The Foundation underwrote the production and distribution of a documentary entitled "Alzheimer's: Is Their Hope?" that provides an overview of the disease and introduces viewers to patients, caregivers and researchers battling Alzheimer's. Since it first aired in November 2002, the program has been shown on more than 60 public television stations in hundreds of communities across the US.
In November 2002, the Foundation launched the website www.ALZinfo.org, which has been recognized by doctors, caregivers, professional organizations, and the general public as the premier resource on Alzheimer's disease. Users are able to access a vast array of information through a single, easy to navigate source.
Dr. Paul Greengard
Director of the Fisher Center for Alzheimer's Disease Research at The Rockefeller University
Dr. Paul Greengard was awarded the year 2000 Nobel Prize in Physiology or Medicine for his pioneering work in delineating how neurons communicate with one another in the brain.

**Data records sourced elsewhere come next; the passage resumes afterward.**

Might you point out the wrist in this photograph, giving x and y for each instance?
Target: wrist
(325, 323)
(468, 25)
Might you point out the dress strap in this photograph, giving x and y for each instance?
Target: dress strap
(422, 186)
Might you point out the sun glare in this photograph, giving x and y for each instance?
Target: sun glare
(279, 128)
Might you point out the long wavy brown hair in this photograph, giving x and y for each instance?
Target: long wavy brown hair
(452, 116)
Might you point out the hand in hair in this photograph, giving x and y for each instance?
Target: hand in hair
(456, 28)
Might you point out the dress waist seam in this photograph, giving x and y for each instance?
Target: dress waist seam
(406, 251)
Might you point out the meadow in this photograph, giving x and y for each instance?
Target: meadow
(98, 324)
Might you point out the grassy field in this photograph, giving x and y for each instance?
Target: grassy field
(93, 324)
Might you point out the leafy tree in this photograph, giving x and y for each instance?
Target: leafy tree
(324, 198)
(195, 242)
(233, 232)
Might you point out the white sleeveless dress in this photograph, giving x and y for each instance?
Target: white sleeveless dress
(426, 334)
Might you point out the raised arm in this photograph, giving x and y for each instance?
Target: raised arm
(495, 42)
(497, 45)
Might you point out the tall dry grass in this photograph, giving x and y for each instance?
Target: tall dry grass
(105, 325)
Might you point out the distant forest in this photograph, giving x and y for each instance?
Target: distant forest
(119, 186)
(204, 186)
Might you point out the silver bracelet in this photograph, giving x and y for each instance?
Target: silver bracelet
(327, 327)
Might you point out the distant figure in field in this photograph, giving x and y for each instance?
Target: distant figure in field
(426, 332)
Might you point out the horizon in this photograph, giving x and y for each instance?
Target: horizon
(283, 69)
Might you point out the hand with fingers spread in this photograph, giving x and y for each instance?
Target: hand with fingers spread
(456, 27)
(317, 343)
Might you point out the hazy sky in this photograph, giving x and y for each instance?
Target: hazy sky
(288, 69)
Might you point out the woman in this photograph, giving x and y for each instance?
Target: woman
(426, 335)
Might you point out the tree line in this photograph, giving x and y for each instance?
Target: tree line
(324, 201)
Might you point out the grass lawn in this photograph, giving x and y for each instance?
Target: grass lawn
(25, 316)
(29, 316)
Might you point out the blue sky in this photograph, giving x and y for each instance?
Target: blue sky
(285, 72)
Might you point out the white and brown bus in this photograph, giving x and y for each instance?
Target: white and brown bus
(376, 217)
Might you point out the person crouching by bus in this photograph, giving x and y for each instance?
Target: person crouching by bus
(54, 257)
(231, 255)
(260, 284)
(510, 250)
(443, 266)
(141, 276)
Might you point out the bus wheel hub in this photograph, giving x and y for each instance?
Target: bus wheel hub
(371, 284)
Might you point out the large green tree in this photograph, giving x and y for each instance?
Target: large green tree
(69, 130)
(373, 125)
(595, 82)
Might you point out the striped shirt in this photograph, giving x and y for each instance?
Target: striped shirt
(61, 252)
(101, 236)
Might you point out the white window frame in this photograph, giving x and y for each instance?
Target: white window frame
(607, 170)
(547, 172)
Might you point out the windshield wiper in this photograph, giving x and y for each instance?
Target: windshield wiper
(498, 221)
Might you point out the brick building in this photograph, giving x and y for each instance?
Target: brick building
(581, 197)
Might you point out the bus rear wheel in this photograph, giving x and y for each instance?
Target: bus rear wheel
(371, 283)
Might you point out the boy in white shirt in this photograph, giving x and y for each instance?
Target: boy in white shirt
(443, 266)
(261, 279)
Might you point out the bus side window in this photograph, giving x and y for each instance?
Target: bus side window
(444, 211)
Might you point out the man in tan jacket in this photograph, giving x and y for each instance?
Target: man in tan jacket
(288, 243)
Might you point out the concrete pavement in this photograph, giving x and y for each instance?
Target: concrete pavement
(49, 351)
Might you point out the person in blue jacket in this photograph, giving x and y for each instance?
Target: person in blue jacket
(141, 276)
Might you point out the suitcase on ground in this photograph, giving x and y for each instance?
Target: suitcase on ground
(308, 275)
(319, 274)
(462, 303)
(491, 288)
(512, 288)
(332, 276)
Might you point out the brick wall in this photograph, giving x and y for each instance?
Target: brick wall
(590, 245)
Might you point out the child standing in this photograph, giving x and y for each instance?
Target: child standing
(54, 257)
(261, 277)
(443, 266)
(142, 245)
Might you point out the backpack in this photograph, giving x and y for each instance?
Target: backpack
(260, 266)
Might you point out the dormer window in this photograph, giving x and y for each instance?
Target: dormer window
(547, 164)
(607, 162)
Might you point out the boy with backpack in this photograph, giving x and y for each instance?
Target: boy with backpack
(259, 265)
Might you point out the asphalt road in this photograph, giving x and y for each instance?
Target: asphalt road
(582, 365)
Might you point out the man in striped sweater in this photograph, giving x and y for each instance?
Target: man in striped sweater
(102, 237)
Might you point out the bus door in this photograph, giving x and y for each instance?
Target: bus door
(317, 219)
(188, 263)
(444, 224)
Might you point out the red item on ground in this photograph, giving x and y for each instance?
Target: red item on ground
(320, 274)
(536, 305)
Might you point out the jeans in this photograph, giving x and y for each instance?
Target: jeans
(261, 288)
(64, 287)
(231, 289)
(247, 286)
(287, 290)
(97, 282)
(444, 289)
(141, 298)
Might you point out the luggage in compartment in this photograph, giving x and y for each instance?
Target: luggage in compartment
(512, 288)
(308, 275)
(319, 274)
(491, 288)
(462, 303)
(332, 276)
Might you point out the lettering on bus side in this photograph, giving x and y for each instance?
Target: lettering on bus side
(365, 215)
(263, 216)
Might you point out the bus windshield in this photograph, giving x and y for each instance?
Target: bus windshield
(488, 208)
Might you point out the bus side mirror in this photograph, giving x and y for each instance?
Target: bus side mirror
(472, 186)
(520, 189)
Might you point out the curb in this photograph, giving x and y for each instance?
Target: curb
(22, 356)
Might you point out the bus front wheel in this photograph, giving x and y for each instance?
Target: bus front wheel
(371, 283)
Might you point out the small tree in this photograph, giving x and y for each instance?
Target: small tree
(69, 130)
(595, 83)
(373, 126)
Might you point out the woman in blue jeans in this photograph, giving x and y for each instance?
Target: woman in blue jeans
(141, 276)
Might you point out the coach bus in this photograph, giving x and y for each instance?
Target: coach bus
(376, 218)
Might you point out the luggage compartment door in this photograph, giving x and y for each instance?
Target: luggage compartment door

During a half-century of research, he has been lauded for his singular contribution to our understanding of the complex signaling process that occur within each of the 100 billion or more nerve cells in the human brain. He is the Vincent Astor Professor at The Rockefeller University and Director of the Fisher Center laboratory. Dr. Greengard is also a member of the National Academy of Sciences and has received more than 50 awards and honors throughout his career. He has authored nearly 1000 scientific publications.

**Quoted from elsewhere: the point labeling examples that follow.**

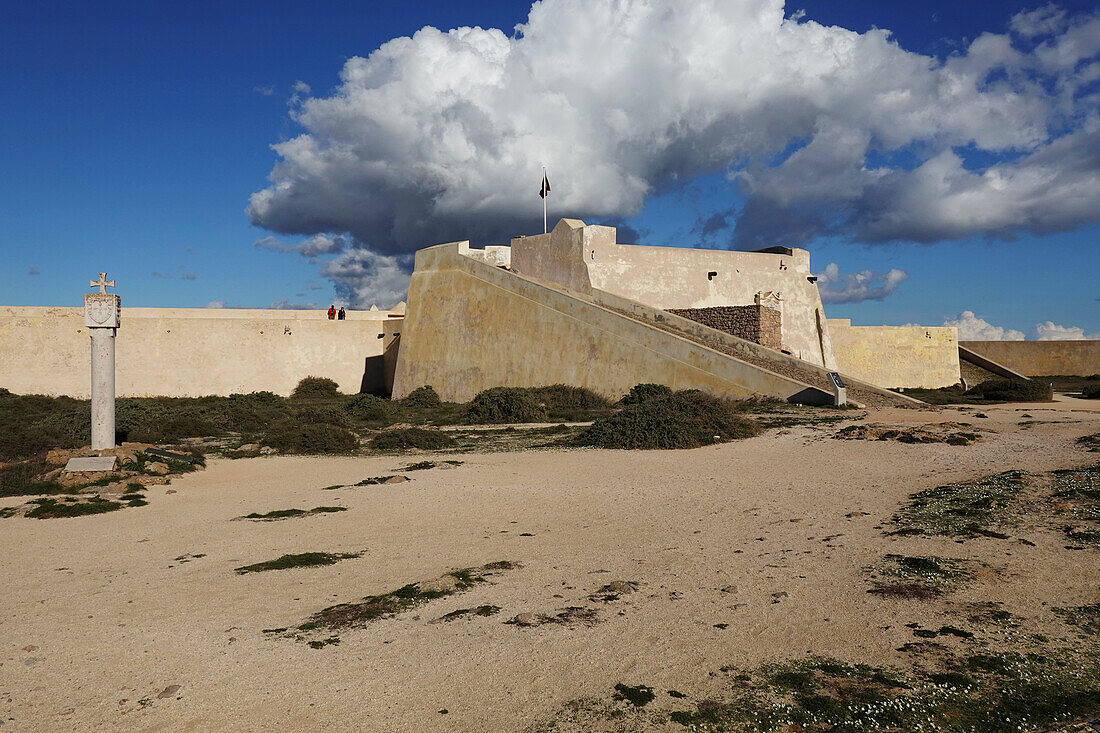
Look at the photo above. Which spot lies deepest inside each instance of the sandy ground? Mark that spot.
(98, 616)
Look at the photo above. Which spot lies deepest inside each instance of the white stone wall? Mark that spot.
(188, 351)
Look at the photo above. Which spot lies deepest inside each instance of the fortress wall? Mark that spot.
(585, 258)
(188, 351)
(897, 356)
(471, 326)
(1042, 358)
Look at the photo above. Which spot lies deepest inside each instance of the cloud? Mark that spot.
(363, 279)
(1051, 331)
(822, 131)
(310, 248)
(864, 285)
(285, 304)
(972, 328)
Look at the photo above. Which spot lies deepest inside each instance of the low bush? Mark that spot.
(684, 419)
(422, 396)
(369, 407)
(1012, 391)
(640, 393)
(316, 387)
(405, 438)
(319, 414)
(564, 398)
(505, 405)
(310, 438)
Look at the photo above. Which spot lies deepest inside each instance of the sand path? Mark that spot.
(98, 616)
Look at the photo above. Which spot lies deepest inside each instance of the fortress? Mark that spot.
(571, 306)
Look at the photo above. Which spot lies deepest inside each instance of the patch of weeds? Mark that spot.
(300, 560)
(286, 514)
(988, 696)
(639, 696)
(316, 387)
(414, 437)
(373, 481)
(422, 397)
(505, 405)
(568, 616)
(321, 643)
(640, 393)
(480, 611)
(917, 578)
(686, 419)
(960, 510)
(1077, 495)
(1085, 617)
(369, 408)
(372, 608)
(991, 613)
(48, 509)
(294, 437)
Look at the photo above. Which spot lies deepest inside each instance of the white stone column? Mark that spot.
(101, 315)
(102, 387)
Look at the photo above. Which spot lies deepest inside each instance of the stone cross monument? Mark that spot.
(101, 313)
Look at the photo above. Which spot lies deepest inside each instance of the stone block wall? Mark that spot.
(757, 324)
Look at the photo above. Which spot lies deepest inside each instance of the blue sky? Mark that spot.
(132, 137)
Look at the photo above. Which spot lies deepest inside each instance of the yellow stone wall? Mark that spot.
(188, 351)
(897, 356)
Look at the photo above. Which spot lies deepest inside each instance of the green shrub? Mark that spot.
(319, 414)
(422, 396)
(563, 398)
(316, 387)
(1013, 391)
(369, 407)
(640, 393)
(310, 438)
(249, 413)
(505, 405)
(685, 419)
(405, 438)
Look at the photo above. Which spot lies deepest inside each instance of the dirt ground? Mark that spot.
(135, 620)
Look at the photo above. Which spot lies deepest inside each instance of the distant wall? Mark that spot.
(897, 356)
(582, 258)
(189, 351)
(1042, 358)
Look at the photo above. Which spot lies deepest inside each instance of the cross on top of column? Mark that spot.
(102, 284)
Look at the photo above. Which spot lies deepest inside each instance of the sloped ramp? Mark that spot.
(471, 326)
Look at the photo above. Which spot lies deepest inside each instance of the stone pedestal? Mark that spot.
(101, 315)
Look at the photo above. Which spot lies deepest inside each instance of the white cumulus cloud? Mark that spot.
(972, 328)
(363, 279)
(862, 285)
(823, 130)
(1051, 331)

Professor of Psychiatry at New York University School of Medicine Clinical Director of the Aging and Dementia Research Center of the NYU School of Medicine
Dr. Reisberg has directed research over the past quarter century which has significantly advanced the current understanding and treatment of Alzheimer's disease. He was the first to describe many of the most important symptoms of Alzheimer's and the characteristic clinical course of the disease with the Global Deterioration Scale in 1982 and the Functional Assessment Staging measure in 1984.
Dr. William J. Netzer
Research Associate at the Fisher Center for Alzheimer's Research Foundation, and Scientific Liaison to the Fisher Foundation
Dr. Netzer's research led to the recent discovery that Gleevec, a successful anti-cancer drug, lowers beta-amyloid production, suggesting that Gleevec or compounds similar to it might be useful in treating Alzheimer's disease.
Assistant Professor of Neurological Surgery; Director, Center for Stereotactic & Functional Neurosurgery; and Director, Laboratory of Molecular Neurosurgery Weill Medical College of Cornell University
Dr. Kaplitt is a Tara and Victor Menezes Clinical Scholar in Neurological Surgery. He specializes in Parkinson's disease, Tremors and Movement Disorders. Dr. Kaplitt has completed the first phase 1 human clinical protocol of gene therapy for Parkinson's disease; expansion of this study is currently in preparation.
Sr. Research Associate at the Fisher Center for Alzheimer's Research Foundation
Dr. Flajolet’s research led to the recent discovery that a protein called “casein kinase one” regulates the production of beta-amyloid in the brain, suggesting that inhibitors of this protein might be useful in treating Alzheimer’s disease.
Research Associate at the Fisher Center for Alzheimer's Research Foundation
Dr. Luo’s research led to the recent discovery that the formation of tau tangles could be prevented by using a drug that reduces the activity of a protein called a “chaperone,” suggesting that this drug or compounds related to it could be used to treat the degeneration of brain cells in Alzheimer’s disease.
Post doctoral fellow at the Fisher Center for Alzheimer's Research Foundation
Dr. Schaefer’s research led to the discovery that molecules called “micro RNAs” (produced in the brain) are necessary to maintain normal brain development and function, suggesting that these molecules might be harnessed to treat Alzheimer’s disease.